Produced by Adventure Line Productions (ALP), and developed from the Swedish reality show Det största äventyret (The Great Adventure), the format of Dropped involves blindfolding several sports personalities, then dropping them at a remote location where they must use their survival skills to find their way back to civilisation.[1] [2] Contestants are split into two teams, which must then compete against each other, and have 72 hours to reach a location where they can charge and use a mobile phone. A promotional video explains the show's premise as: "Two teams are dropped into the middle of nowhere. No food. No map. No help."[3]

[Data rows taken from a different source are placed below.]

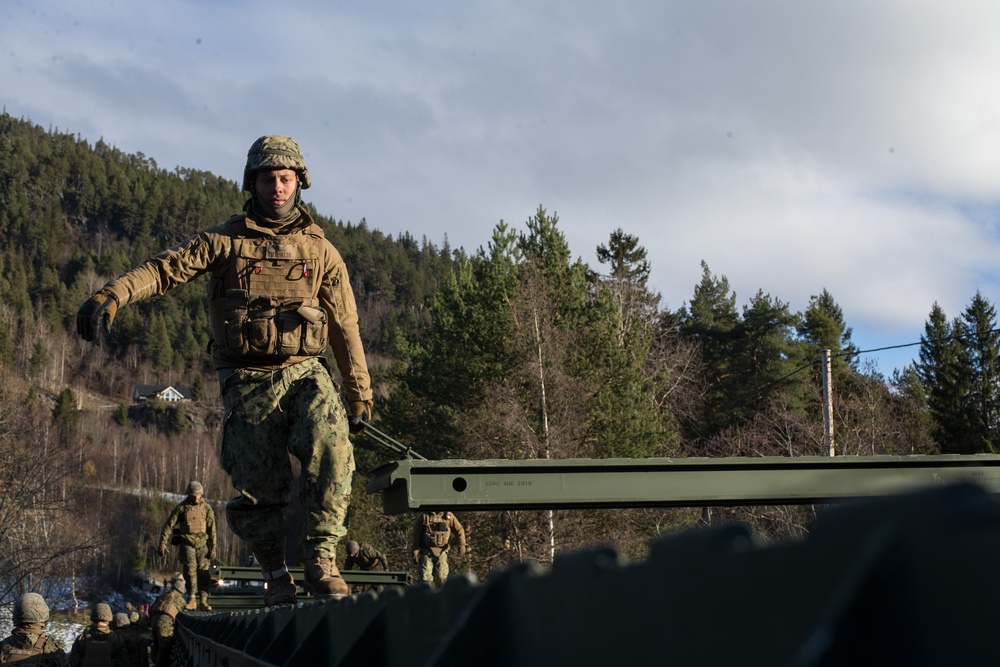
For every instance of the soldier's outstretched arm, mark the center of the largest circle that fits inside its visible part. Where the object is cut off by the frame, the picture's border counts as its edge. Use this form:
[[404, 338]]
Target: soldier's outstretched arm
[[158, 274]]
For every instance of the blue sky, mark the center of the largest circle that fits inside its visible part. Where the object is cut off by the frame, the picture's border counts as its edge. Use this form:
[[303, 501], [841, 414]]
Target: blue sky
[[793, 146]]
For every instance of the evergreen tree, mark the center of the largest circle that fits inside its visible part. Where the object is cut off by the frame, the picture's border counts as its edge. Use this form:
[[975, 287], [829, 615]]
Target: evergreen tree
[[943, 370], [823, 328], [981, 342], [712, 321]]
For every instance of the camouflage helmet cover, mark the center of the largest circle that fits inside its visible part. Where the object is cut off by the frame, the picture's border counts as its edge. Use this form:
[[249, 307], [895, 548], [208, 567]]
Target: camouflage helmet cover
[[30, 608], [275, 152], [101, 612]]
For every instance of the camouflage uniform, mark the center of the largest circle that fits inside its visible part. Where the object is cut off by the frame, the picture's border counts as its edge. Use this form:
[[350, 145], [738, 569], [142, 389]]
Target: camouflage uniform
[[98, 646], [196, 540], [163, 615], [279, 293], [431, 540], [135, 647], [28, 644]]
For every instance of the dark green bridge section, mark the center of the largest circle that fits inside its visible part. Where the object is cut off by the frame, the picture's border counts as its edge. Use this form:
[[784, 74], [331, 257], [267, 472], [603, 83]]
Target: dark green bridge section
[[908, 580], [244, 586], [409, 485]]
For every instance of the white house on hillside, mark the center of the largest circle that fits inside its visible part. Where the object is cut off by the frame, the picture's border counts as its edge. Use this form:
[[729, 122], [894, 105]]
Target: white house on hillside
[[170, 394]]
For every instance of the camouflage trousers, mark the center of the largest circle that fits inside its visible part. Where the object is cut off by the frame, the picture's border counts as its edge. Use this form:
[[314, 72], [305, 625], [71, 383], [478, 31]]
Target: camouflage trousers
[[194, 566], [433, 569], [268, 415]]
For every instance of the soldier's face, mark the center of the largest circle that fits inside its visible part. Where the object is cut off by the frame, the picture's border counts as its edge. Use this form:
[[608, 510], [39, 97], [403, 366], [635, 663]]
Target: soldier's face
[[275, 186]]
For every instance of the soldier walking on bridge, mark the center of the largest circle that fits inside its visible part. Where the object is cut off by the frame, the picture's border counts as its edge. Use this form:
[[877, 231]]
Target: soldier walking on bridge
[[162, 616], [191, 527], [431, 541], [279, 295], [97, 646], [29, 642]]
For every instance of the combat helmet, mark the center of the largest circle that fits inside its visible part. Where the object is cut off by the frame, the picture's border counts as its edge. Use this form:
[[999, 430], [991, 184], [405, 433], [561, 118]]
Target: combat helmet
[[274, 151], [101, 612], [30, 608]]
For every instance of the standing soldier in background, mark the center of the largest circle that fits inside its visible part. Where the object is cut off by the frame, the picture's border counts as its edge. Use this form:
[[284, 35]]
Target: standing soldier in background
[[191, 526], [366, 558], [431, 540], [134, 646], [279, 294], [97, 646], [28, 642], [163, 615]]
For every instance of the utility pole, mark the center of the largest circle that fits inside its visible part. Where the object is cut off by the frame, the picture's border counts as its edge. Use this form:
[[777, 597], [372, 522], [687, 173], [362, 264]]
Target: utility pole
[[827, 373]]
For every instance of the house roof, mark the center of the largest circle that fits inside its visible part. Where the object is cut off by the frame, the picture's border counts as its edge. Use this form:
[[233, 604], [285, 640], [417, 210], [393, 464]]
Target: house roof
[[146, 390]]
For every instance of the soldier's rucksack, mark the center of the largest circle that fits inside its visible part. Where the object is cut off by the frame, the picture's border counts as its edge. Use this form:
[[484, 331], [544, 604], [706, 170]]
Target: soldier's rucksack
[[194, 519], [10, 653], [164, 605], [436, 529]]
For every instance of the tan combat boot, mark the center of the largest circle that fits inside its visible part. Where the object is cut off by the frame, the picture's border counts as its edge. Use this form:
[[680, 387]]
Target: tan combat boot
[[323, 578], [279, 586]]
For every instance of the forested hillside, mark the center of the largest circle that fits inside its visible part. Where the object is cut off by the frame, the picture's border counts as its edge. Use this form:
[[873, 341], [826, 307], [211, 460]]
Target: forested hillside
[[516, 350]]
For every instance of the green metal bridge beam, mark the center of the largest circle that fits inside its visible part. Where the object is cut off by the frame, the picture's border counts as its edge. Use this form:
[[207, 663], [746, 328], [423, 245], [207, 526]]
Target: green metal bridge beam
[[409, 485]]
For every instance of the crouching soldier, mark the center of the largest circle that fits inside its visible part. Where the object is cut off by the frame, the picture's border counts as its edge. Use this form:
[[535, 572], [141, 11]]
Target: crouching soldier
[[97, 646], [163, 615], [432, 533], [29, 644]]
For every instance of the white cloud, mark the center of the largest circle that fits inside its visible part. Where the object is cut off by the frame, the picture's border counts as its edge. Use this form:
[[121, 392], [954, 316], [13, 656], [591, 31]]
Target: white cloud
[[794, 146]]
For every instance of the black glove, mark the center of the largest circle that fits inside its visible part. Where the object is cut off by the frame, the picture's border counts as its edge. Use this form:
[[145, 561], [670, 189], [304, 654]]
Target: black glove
[[361, 414], [98, 310]]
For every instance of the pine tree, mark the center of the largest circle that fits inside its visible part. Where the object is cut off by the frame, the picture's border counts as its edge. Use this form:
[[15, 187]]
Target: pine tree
[[943, 370]]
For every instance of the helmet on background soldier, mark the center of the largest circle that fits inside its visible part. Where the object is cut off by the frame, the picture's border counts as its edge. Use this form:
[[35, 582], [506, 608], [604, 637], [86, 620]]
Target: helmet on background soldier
[[275, 152], [101, 612], [30, 608]]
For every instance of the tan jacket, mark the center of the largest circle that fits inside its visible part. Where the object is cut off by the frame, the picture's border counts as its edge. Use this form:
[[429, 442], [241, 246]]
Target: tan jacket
[[211, 251]]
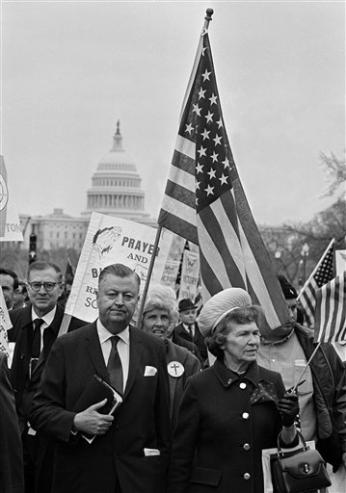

Filming of the series began in late February in Ushuaia, a city in the far southern Patagonia region of Argentina.[1] The cast included seven French athletes—Florence Arthaud, Alain Bernard, Philippe Candeloro, Jeannie Longo, Camille Muffat, Alexis Vastine, Sylvain Wiltord—and Swiss athlete Anne-Flore Marxer. By Monday 9 March, the show had moved to the province of La Rioja, and filming of the first episode was complete, with Wiltord having been eliminated from the process, and returned home to Paris.[4]
See main article: 2015 Villa Castelli mid-air collision.
At around 5.00 p.m. local time on 9 March 2015, and shortly after taking off near the town of Villa Castelli, two helicopters carrying some of the contestants and members of the film crew were involved in a mid-air collision and subsequent crash, which resulted in the deaths of all the contestants aboard both aircraft.[1] On 10 March, the French Presidential Office confirmed the names of the deceased, which included three of the contestants, who were named as yachtswoman Florence Arthaud, Olympic swimmer Camille Muffat and Olympic boxer Alexis Vastine. The two helicopter pilots and five members of the film crew were confirmed as the other fatalities.[5]
In the wake of the incident, TF1 halted filming on the series, and announced that the show had been postponed.[5] The series had been scheduled to air as part of the channel's summer 2015 lineup, but speaking subsequently to TF1, the CEO of Adventure Line Productions, Franck Firmin-Guion, said that footage of the show would "not see the light of day" following the incident.[2] ALP's website also removed the show from its list of productions.[6]
On 10 March, French prosecutors opened a manslaughter investigation, a standard procedure when the death of a French citizen occurs overseas.[7] Officials in Argentina also launched an investigation into the incident, led by Judge Daniel Herrera. After questioning the surviving contestants and production staff as part of his inquiry, Herrera gave them the go ahead to return home on 12 March. Alain Bernard, Philippe Candeloro, Jeannie Longo, Anne-Flore Marxer and the film crew boarded a flight from Buenos Aires on 13 March, returning to Paris the following day. They were greeted by friends and relatives, as well as the CEO of TF1, before leaving the airport separately.[8] [9] [10] Forensic experts from France and Argentina announced they had officially identified the bodies of the deceased on 16 March.[11]
The incident—the latest of a series of deaths to have occurred on film sets and reality shows—was the second fatality involving an ALP production after a contestant died of a heart attack following a challenge on the survival show Koh-Lanta in 2013, and consequently reignited an ongoing debate about the safety of reality television shows.[6] Speaking to the Los Angeles Times, Professor Laurie Levenson of Loyola Law School suggested the accident demonstrates the dangers of the genre: "These reality shows try to outdo each other. They keep trying to push the envelope: The more dangerous the better. They do it for the entertainment value ... at some point you have to say: Is this craziness or is this entertainment?"[12] A report by Time magazine's Vivienne Walt suggested a culture of low budget television prepared to take increasingly greater risks with its productions for dramatic effect may have resulted in this tragedy, and others. Musician Benjamin Biolay described the format as a "horrible TV reality show that serves up cardboard stars and then steals three wonderful athletes".[5]